Ever since the explosion of ChatGPT over a year ago, almost every company I talk to is setting up RAG architectures. But we always hit the same legal wall: sending confidential company documents to OpenAI's API is an unacceptable privacy risk for many corporate clients.

We needed a way to run artificial intelligence on our own servers. A few years ago, trying to run a model with billions of parameters required a cluster of NVIDIA A100 graphics cards costing hundreds of thousands of euros. This weekend, I ran a state-of-the-art model on my humble laptop thanks to the Open Source ecosystem.

Quantization and the Miracle of Ollama

The technical secret that makes a giant model fit into the RAM of a normal laptop is called Quantization.

When Meta or other companies train models, the neural network's weights are saved in 16-bit floating point (FP16). That takes up a massive amount of space. The open-source community discovered that if you compress those numbers down to 4-bit integers (a format called GGUF), the model loses a minuscule fraction of precision, but drastically reduces its memory footprint. An 8-billion parameter model goes from requiring 16 GB of RAM to fitting comfortably into 5 GB.

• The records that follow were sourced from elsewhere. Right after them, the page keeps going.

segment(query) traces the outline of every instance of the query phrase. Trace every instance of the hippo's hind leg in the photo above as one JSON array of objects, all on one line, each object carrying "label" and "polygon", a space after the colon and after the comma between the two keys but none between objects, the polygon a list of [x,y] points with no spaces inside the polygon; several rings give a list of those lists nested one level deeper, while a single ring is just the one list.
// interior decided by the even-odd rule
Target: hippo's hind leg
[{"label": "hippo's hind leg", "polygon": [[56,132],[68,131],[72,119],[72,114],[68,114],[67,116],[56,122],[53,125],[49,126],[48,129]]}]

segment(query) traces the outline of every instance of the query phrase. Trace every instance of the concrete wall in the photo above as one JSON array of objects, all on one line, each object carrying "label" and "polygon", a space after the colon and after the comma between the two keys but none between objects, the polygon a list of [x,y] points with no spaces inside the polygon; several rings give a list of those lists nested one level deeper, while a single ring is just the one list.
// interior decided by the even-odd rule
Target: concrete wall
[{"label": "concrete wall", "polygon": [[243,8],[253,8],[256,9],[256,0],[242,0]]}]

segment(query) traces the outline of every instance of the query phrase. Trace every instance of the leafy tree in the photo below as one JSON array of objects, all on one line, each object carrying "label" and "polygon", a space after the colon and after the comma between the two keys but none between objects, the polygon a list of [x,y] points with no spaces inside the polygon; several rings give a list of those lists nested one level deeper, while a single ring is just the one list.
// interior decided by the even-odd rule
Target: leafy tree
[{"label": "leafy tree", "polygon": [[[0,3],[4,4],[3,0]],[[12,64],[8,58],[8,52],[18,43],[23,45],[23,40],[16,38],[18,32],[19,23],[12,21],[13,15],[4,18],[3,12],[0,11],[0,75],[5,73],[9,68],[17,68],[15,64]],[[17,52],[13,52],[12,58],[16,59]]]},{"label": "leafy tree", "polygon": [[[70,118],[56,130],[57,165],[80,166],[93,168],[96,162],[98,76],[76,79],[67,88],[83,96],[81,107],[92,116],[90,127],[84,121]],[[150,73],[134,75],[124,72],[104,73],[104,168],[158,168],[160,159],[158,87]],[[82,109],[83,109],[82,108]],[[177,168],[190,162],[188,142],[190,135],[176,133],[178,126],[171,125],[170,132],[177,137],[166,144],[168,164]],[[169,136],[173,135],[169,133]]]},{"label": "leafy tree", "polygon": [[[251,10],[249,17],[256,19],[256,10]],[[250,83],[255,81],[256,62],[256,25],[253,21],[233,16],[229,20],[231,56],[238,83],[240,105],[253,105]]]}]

The tool that makes this ridiculously easy is called Ollama. You no longer need to compile C++ code; it's as simple as using Docker:

# Instalamos ollama y bajamos el modelo (como las filtraciones o versiones tempranas de Llama 3)
ollama run llama3

# Y si queremos exponerlo como una API local (100% compatible con la sintaxis de OpenAI)
curl -X POST http://localhost:11434/v1/chat/completions \
  -H "Content-Type: application/json" \
  -d '{
    "model": "llama3",
    "messages": [{"role": "user", "content": "Escribe un script de Python"}]
  }'

Reflection: The Revenge of Open Source

Seeing the cursor blink in my laptop's terminal, generating coherent text without being connected to the internet, got me incredibly hyped.

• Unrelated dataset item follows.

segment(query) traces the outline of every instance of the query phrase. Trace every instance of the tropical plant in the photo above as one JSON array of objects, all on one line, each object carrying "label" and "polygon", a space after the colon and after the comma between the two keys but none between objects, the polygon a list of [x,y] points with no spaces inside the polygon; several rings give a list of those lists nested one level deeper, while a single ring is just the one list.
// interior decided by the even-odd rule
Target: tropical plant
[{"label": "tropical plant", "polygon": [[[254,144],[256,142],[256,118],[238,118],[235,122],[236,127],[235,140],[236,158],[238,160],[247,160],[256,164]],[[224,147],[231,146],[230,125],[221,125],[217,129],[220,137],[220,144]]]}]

The history of computing is a pendulum swinging between centralized and decentralized. Giants like Google or Microsoft want us to depend on their closed APIs, charging us for every token. But the open-source community is advancing at an unstoppable speed. Just as Linux ended up crushing proprietary server operating systems, I am convinced that in a couple of years the corporate standard won't be connecting to ChatGPT, but rather having your own farm of small Open Source models, private, quantized, and running on your own local servers.